# EVER WONDER?



## proutdoors (Sep 24, 2007)

> EVER WONDER

> Why the sun lightens our hair, but darkens our skin?

> Why women can't put on mascara with their mouth closed?

> Why don't you ever see the headline "Psychic Wins Lottery"?

> Why is "abbreviated" such a long word?

> *Why is it that doctors call what they do "practice"?

> Why is lemon juice made with artificial flavor, and dish washing liquid made with real lemons?

> Why is the man who invests all your money called a broker?

> Why is the time of day with the slowest traffic called rush hour?

> Why isn't there mouse-flavored cat food?

> When dog food is new and improved tasting, who tests it?

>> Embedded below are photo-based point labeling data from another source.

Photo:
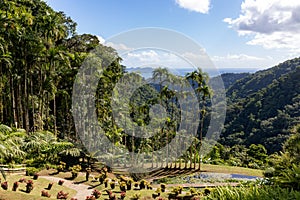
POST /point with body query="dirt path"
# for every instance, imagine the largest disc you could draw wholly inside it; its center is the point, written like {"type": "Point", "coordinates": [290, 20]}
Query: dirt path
{"type": "Point", "coordinates": [82, 189]}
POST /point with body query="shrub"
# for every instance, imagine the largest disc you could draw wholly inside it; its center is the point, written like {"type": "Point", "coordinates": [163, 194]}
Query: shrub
{"type": "Point", "coordinates": [21, 180]}
{"type": "Point", "coordinates": [123, 195]}
{"type": "Point", "coordinates": [136, 196]}
{"type": "Point", "coordinates": [45, 194]}
{"type": "Point", "coordinates": [90, 198]}
{"type": "Point", "coordinates": [61, 182]}
{"type": "Point", "coordinates": [75, 170]}
{"type": "Point", "coordinates": [136, 184]}
{"type": "Point", "coordinates": [30, 171]}
{"type": "Point", "coordinates": [62, 195]}
{"type": "Point", "coordinates": [163, 187]}
{"type": "Point", "coordinates": [112, 185]}
{"type": "Point", "coordinates": [123, 186]}
{"type": "Point", "coordinates": [106, 181]}
{"type": "Point", "coordinates": [15, 186]}
{"type": "Point", "coordinates": [253, 192]}
{"type": "Point", "coordinates": [269, 172]}
{"type": "Point", "coordinates": [4, 185]}
{"type": "Point", "coordinates": [87, 173]}
{"type": "Point", "coordinates": [50, 186]}
{"type": "Point", "coordinates": [96, 194]}
{"type": "Point", "coordinates": [129, 183]}
{"type": "Point", "coordinates": [29, 186]}
{"type": "Point", "coordinates": [123, 178]}
{"type": "Point", "coordinates": [177, 190]}
{"type": "Point", "coordinates": [35, 176]}
{"type": "Point", "coordinates": [102, 178]}
{"type": "Point", "coordinates": [149, 187]}
{"type": "Point", "coordinates": [143, 184]}
{"type": "Point", "coordinates": [193, 191]}
{"type": "Point", "coordinates": [111, 195]}
{"type": "Point", "coordinates": [61, 167]}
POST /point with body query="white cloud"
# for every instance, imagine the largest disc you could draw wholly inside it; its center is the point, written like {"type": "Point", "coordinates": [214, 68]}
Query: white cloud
{"type": "Point", "coordinates": [146, 58]}
{"type": "Point", "coordinates": [237, 57]}
{"type": "Point", "coordinates": [201, 6]}
{"type": "Point", "coordinates": [119, 47]}
{"type": "Point", "coordinates": [240, 61]}
{"type": "Point", "coordinates": [101, 39]}
{"type": "Point", "coordinates": [274, 24]}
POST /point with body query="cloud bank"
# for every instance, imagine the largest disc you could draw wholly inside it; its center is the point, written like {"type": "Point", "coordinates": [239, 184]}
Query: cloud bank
{"type": "Point", "coordinates": [201, 6]}
{"type": "Point", "coordinates": [273, 24]}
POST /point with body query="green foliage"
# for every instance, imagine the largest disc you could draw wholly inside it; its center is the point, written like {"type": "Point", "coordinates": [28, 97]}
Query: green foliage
{"type": "Point", "coordinates": [238, 155]}
{"type": "Point", "coordinates": [287, 166]}
{"type": "Point", "coordinates": [30, 171]}
{"type": "Point", "coordinates": [263, 106]}
{"type": "Point", "coordinates": [252, 193]}
{"type": "Point", "coordinates": [75, 170]}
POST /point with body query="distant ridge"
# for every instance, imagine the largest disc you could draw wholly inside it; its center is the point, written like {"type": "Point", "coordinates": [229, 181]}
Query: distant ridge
{"type": "Point", "coordinates": [261, 107]}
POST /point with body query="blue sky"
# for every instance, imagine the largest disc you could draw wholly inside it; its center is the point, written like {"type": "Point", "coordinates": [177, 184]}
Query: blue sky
{"type": "Point", "coordinates": [235, 34]}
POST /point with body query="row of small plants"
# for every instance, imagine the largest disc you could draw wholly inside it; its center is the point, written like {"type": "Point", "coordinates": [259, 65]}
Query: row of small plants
{"type": "Point", "coordinates": [30, 186]}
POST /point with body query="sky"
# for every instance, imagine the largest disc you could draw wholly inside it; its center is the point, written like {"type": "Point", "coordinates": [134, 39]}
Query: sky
{"type": "Point", "coordinates": [239, 34]}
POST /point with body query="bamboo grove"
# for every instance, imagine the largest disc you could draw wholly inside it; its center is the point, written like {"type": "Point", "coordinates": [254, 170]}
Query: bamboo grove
{"type": "Point", "coordinates": [40, 55]}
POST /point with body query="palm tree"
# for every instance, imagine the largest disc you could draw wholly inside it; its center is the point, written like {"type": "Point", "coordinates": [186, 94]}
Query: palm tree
{"type": "Point", "coordinates": [199, 83]}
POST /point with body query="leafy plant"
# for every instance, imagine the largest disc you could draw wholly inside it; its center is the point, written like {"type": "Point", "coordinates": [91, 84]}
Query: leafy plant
{"type": "Point", "coordinates": [75, 170]}
{"type": "Point", "coordinates": [4, 185]}
{"type": "Point", "coordinates": [62, 195]}
{"type": "Point", "coordinates": [15, 186]}
{"type": "Point", "coordinates": [29, 186]}
{"type": "Point", "coordinates": [61, 182]}
{"type": "Point", "coordinates": [45, 194]}
{"type": "Point", "coordinates": [96, 194]}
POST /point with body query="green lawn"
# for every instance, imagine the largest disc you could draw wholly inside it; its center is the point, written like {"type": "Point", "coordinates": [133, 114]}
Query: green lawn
{"type": "Point", "coordinates": [231, 170]}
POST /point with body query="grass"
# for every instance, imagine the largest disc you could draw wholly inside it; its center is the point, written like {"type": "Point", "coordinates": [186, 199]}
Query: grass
{"type": "Point", "coordinates": [231, 170]}
{"type": "Point", "coordinates": [39, 185]}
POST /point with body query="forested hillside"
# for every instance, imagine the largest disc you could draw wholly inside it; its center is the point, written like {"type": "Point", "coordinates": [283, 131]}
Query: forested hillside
{"type": "Point", "coordinates": [263, 106]}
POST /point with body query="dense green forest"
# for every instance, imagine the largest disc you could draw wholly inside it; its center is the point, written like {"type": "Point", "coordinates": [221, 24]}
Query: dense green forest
{"type": "Point", "coordinates": [262, 107]}
{"type": "Point", "coordinates": [41, 53]}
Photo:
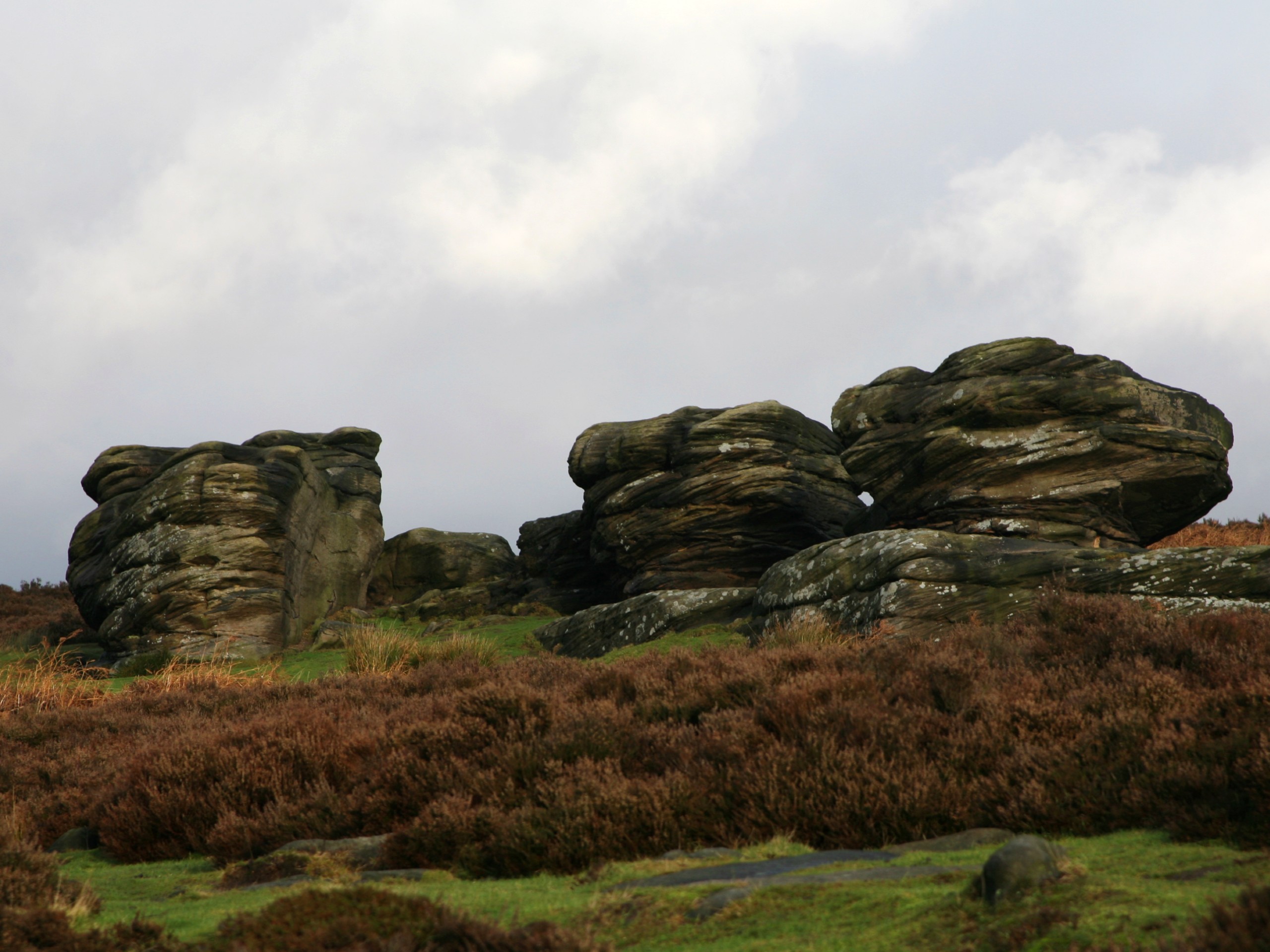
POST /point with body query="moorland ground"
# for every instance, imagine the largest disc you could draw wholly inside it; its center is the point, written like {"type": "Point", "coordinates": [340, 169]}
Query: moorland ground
{"type": "Point", "coordinates": [531, 786]}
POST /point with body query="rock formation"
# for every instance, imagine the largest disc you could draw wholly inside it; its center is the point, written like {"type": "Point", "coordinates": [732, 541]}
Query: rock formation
{"type": "Point", "coordinates": [709, 498]}
{"type": "Point", "coordinates": [919, 582]}
{"type": "Point", "coordinates": [597, 631]}
{"type": "Point", "coordinates": [224, 543]}
{"type": "Point", "coordinates": [422, 560]}
{"type": "Point", "coordinates": [1028, 438]}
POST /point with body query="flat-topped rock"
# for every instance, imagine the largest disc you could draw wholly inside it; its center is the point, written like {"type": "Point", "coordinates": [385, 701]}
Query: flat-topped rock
{"type": "Point", "coordinates": [1025, 437]}
{"type": "Point", "coordinates": [422, 560]}
{"type": "Point", "coordinates": [250, 542]}
{"type": "Point", "coordinates": [597, 631]}
{"type": "Point", "coordinates": [709, 498]}
{"type": "Point", "coordinates": [919, 582]}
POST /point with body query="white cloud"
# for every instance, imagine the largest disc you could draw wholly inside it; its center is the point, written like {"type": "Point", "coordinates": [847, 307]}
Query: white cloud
{"type": "Point", "coordinates": [478, 144]}
{"type": "Point", "coordinates": [1114, 235]}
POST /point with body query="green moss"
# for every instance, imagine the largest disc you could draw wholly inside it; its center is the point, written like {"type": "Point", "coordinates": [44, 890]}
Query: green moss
{"type": "Point", "coordinates": [1115, 889]}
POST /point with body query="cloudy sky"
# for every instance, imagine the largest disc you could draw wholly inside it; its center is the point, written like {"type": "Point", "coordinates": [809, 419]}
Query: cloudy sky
{"type": "Point", "coordinates": [480, 226]}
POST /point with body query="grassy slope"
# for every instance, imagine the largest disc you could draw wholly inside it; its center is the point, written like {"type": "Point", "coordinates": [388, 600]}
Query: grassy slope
{"type": "Point", "coordinates": [1115, 892]}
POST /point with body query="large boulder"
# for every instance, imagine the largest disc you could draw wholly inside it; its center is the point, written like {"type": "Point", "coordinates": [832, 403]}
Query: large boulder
{"type": "Point", "coordinates": [709, 498]}
{"type": "Point", "coordinates": [248, 542]}
{"type": "Point", "coordinates": [597, 631]}
{"type": "Point", "coordinates": [1026, 437]}
{"type": "Point", "coordinates": [919, 582]}
{"type": "Point", "coordinates": [422, 560]}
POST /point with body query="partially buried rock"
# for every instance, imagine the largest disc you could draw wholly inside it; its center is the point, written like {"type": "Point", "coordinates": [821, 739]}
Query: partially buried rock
{"type": "Point", "coordinates": [597, 631]}
{"type": "Point", "coordinates": [920, 582]}
{"type": "Point", "coordinates": [1016, 869]}
{"type": "Point", "coordinates": [224, 542]}
{"type": "Point", "coordinates": [423, 560]}
{"type": "Point", "coordinates": [1025, 437]}
{"type": "Point", "coordinates": [701, 499]}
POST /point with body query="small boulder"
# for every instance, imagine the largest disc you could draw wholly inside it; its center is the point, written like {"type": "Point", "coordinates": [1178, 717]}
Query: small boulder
{"type": "Point", "coordinates": [1016, 869]}
{"type": "Point", "coordinates": [423, 560]}
{"type": "Point", "coordinates": [597, 631]}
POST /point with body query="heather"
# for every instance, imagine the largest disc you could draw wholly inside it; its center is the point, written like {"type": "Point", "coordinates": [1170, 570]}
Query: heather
{"type": "Point", "coordinates": [1090, 716]}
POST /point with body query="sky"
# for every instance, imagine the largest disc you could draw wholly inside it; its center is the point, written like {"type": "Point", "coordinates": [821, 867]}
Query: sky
{"type": "Point", "coordinates": [480, 226]}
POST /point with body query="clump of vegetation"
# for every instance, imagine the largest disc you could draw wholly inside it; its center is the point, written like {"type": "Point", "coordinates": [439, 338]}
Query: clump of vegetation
{"type": "Point", "coordinates": [378, 921]}
{"type": "Point", "coordinates": [374, 651]}
{"type": "Point", "coordinates": [1214, 532]}
{"type": "Point", "coordinates": [37, 611]}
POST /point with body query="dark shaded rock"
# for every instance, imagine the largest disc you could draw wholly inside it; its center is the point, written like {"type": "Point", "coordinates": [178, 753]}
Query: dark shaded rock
{"type": "Point", "coordinates": [955, 842]}
{"type": "Point", "coordinates": [79, 838]}
{"type": "Point", "coordinates": [1016, 869]}
{"type": "Point", "coordinates": [921, 581]}
{"type": "Point", "coordinates": [701, 499]}
{"type": "Point", "coordinates": [597, 631]}
{"type": "Point", "coordinates": [422, 560]}
{"type": "Point", "coordinates": [224, 541]}
{"type": "Point", "coordinates": [1026, 437]}
{"type": "Point", "coordinates": [556, 563]}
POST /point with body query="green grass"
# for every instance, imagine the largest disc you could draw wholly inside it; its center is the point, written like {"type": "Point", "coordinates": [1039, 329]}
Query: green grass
{"type": "Point", "coordinates": [1115, 890]}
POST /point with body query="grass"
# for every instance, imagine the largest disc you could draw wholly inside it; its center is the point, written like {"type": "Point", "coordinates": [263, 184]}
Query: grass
{"type": "Point", "coordinates": [1117, 892]}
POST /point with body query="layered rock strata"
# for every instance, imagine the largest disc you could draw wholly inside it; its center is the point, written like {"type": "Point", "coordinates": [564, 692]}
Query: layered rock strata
{"type": "Point", "coordinates": [1028, 438]}
{"type": "Point", "coordinates": [423, 560]}
{"type": "Point", "coordinates": [919, 582]}
{"type": "Point", "coordinates": [597, 631]}
{"type": "Point", "coordinates": [246, 545]}
{"type": "Point", "coordinates": [709, 498]}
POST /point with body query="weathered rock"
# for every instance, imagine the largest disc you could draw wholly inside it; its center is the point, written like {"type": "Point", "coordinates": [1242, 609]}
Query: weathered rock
{"type": "Point", "coordinates": [254, 542]}
{"type": "Point", "coordinates": [1026, 437]}
{"type": "Point", "coordinates": [709, 498]}
{"type": "Point", "coordinates": [422, 560]}
{"type": "Point", "coordinates": [596, 631]}
{"type": "Point", "coordinates": [921, 581]}
{"type": "Point", "coordinates": [556, 563]}
{"type": "Point", "coordinates": [1016, 869]}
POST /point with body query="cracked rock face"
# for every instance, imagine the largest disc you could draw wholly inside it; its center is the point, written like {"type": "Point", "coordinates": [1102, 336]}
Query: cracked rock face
{"type": "Point", "coordinates": [422, 560]}
{"type": "Point", "coordinates": [709, 498]}
{"type": "Point", "coordinates": [1028, 438]}
{"type": "Point", "coordinates": [597, 631]}
{"type": "Point", "coordinates": [232, 542]}
{"type": "Point", "coordinates": [920, 582]}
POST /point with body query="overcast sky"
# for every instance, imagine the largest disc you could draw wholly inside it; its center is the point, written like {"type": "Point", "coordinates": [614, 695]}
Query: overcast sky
{"type": "Point", "coordinates": [480, 226]}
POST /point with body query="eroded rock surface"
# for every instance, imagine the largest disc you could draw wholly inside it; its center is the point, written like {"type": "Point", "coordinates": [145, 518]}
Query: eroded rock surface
{"type": "Point", "coordinates": [917, 582]}
{"type": "Point", "coordinates": [700, 499]}
{"type": "Point", "coordinates": [422, 560]}
{"type": "Point", "coordinates": [596, 631]}
{"type": "Point", "coordinates": [248, 542]}
{"type": "Point", "coordinates": [1026, 437]}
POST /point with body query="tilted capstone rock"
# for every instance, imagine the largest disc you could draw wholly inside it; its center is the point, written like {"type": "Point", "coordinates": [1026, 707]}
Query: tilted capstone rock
{"type": "Point", "coordinates": [244, 546]}
{"type": "Point", "coordinates": [920, 582]}
{"type": "Point", "coordinates": [597, 631]}
{"type": "Point", "coordinates": [1025, 437]}
{"type": "Point", "coordinates": [425, 560]}
{"type": "Point", "coordinates": [709, 498]}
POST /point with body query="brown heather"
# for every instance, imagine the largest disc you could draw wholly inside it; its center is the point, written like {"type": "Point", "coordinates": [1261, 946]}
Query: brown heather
{"type": "Point", "coordinates": [1091, 716]}
{"type": "Point", "coordinates": [1213, 532]}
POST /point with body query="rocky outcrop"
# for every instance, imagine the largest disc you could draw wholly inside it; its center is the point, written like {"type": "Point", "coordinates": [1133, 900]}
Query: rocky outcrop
{"type": "Point", "coordinates": [422, 560]}
{"type": "Point", "coordinates": [250, 543]}
{"type": "Point", "coordinates": [1028, 438]}
{"type": "Point", "coordinates": [919, 582]}
{"type": "Point", "coordinates": [597, 631]}
{"type": "Point", "coordinates": [709, 498]}
{"type": "Point", "coordinates": [556, 564]}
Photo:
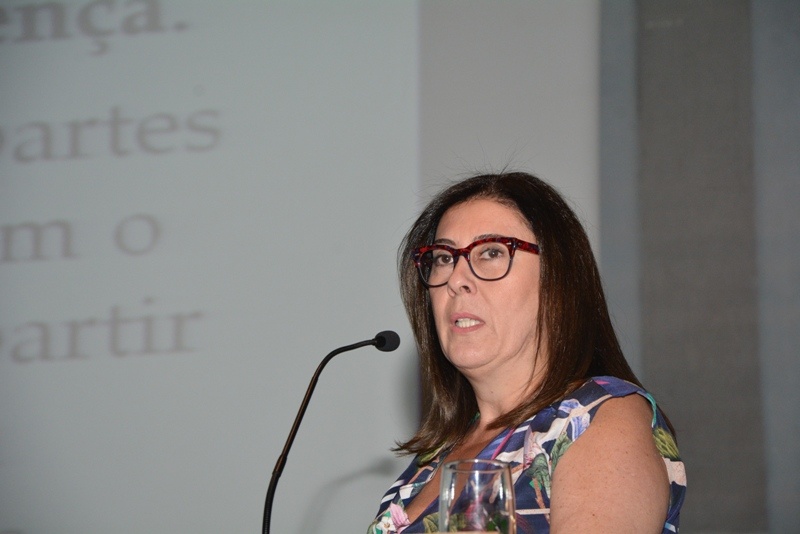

> Why didn't Noah swat those two mosquitoes?

> Why do they sterilize the needle for lethal injections?

> You know that indestructible black box that is used on airplanes? Why don't they make the whole plane out of that stuff??

> Why don't sheep shrink when it rains?

> Why are they called apartments when they are all stuck together?

> If con is the opposite of pro, is Congress the opposite of progress?

> If flying is so safe, why do they call the airport the terminal?
------------------
> In case you needed further proof that the human race is doomed through stupidity, here are some actual label instructions on consumer goods:

> On a Sears hairdryer: Do not use while sleeping. ( I have no other time to dry my hair).

> On a bag of Fritos: ..You could be a winner! No purchase necessary. Details inside. (the shoplifter special?)

> On a bar of Dial soap: "Directions: Use like regular soap." (and that would be how...?)

> On some Swanson frozen dinners: "Serving suggestion: Defrost." ( But, it's "just" a suggestion).

> On Tesco's Tiramisu dessert (printed on bottom): "Do not turn upside down." (well... a bit late, huh?)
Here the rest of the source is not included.